Tuesday, March 28, 2017

An anti-nationalist for these times

I think of Viet Thanh Nguyen as Steve Bannon's worst nightmare, someone whose being breaks categories of nation, origin, and history. He is the author of Nothing Ever Dies: Vietnam and the Memory of War, a National Book Award finalist, and far better known as the winner of the 2016 Pulitzer Prize for Fiction for his novel, The Sympathizer. I do better with nonfiction than fiction, but if what follows intrigues you, I recommend either book.

Nguyen is no nationalist. He's a man betwixt and between countries, histories, perspectives, and memories.

I was born in Vietnam but made in America. I count myself among those Vietnamese dismayed by America's deeds but tempted to believe its words. I also count myself among those Americans who often do not know what to make of Vietnam and want to know what to make of it. ... Today the Vietnamese and American revolutions manufacture memories only to absolve the hardening of our arteries. For those of us who consider ourselves to be inheritors of one or both of these revolutions, or who have been influenced by them in some way, we have to know how we make memories and how we forget them so we can beat their hearts back to life. That is the project, or at least the hope, of this book.

These nonfiction chapters survey memorials, fiction, film and the memories they collective construct of what people in the U.S. call the Vietnam war and people in Vietnam call the American war. His parents fled the north of his country for the anti-communist south in 1954 and, after the American war collapsed, landed in U.S. refugee camps and finally in what became the Vietnamese section of San Jose. He's been back to his ancestral country to see where relatives live, where battles were fought, and even the killing field of neighboring Cambodia. In this book, he describes crawling through what were once Viet Cong tunnels from which they ambushed U.S. GIs; these have been converted (also spruced up and enlarged) to accommodate tourist tours. He is more bemused than appalled by all sides' morphing memories.

Nguyen insists that only if we can allow ourselves the convoluted, often painful, process of rigorously examining embedded memories can we hope to create a usable past, more peaceful than what we've known. He calls this making "just memories."

...just memory proceeds from three things. First, an ethical awareness of our simultaneous humanity and inhumanity, which leads to a more complex understanding of our identity, of what it means to be human and to be complicit in the deeds that our side, our kin, and even we ourselves commit. Second, equal access to the industries of memory [currently dominated by the wealth and reach of the U.S. capitalist world culture] ... And, third, the ability to imagine a world where no one will be exiled from what we think of as the near and the dear to those distant realms of the far and the feared. ... The nation seduces us, particularly if we happen to be cast out of it as refugees, a population that now numbers at least sixty million, a floating global archipelago of human dispossession. ...

He doesn't think "the nation" is the answer to any of this agony.

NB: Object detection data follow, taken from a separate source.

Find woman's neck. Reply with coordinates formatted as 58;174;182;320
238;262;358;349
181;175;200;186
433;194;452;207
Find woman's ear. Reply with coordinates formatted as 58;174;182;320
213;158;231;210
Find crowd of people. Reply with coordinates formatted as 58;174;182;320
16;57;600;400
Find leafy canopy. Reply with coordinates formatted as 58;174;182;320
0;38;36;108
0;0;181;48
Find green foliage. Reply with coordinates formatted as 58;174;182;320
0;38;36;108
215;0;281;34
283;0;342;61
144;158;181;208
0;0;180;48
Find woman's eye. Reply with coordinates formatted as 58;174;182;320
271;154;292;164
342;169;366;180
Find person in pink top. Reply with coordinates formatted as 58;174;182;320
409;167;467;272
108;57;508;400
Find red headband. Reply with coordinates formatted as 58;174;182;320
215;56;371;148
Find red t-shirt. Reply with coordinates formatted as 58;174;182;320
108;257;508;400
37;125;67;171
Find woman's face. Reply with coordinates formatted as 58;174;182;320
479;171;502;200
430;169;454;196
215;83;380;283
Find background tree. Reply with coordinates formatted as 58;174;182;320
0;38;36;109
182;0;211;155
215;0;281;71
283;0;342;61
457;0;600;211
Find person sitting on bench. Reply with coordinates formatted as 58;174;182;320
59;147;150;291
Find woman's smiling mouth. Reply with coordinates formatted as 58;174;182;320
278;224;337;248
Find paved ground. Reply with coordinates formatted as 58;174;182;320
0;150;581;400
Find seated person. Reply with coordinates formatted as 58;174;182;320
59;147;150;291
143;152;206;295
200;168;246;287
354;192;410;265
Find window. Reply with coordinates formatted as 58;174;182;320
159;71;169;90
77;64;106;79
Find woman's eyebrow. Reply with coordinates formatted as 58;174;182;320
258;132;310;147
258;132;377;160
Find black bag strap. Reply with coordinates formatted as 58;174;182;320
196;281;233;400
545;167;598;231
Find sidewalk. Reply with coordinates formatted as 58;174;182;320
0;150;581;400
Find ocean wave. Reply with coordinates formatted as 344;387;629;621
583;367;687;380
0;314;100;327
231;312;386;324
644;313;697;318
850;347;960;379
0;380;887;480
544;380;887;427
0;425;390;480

Everywhere -- on the ground and on the page -- he struggles against the worldwide hegemony of the U.S. view of what happened (this intrudes even within victorious Vietnam) and what it all meant.

... defenders of a homogenous America [have] cried out against the barbarians at the gate, those colored hordes who had climbed their way up the hill of civilization to the city of shining light. Reluctantly or fervently, we [authors from various Asian-origins], the barbarians, are also cultural warriors, demanding to be let in to civilization, haunted by the inhuman wars of that civilization. We, too, wish to tell true war stories, which are impossible to disentangle from the battles we fight to tell the stories.

Our English-speaking cultural arena can be profoundly unwelcoming to artists who insist on mixing their realities; he cites such unequivocally white examples as Kingsolver and Sontag as well as more obvious ones of color. Nguyen's recent acclaim seems a breakthrough in this context; but will it just be more tokenism?

A future post here will take up what Nguyen writes about the essence of war, of cosmopolitanism and compassion, and of the possibility of an effectual peace movement. He has a lot to teach.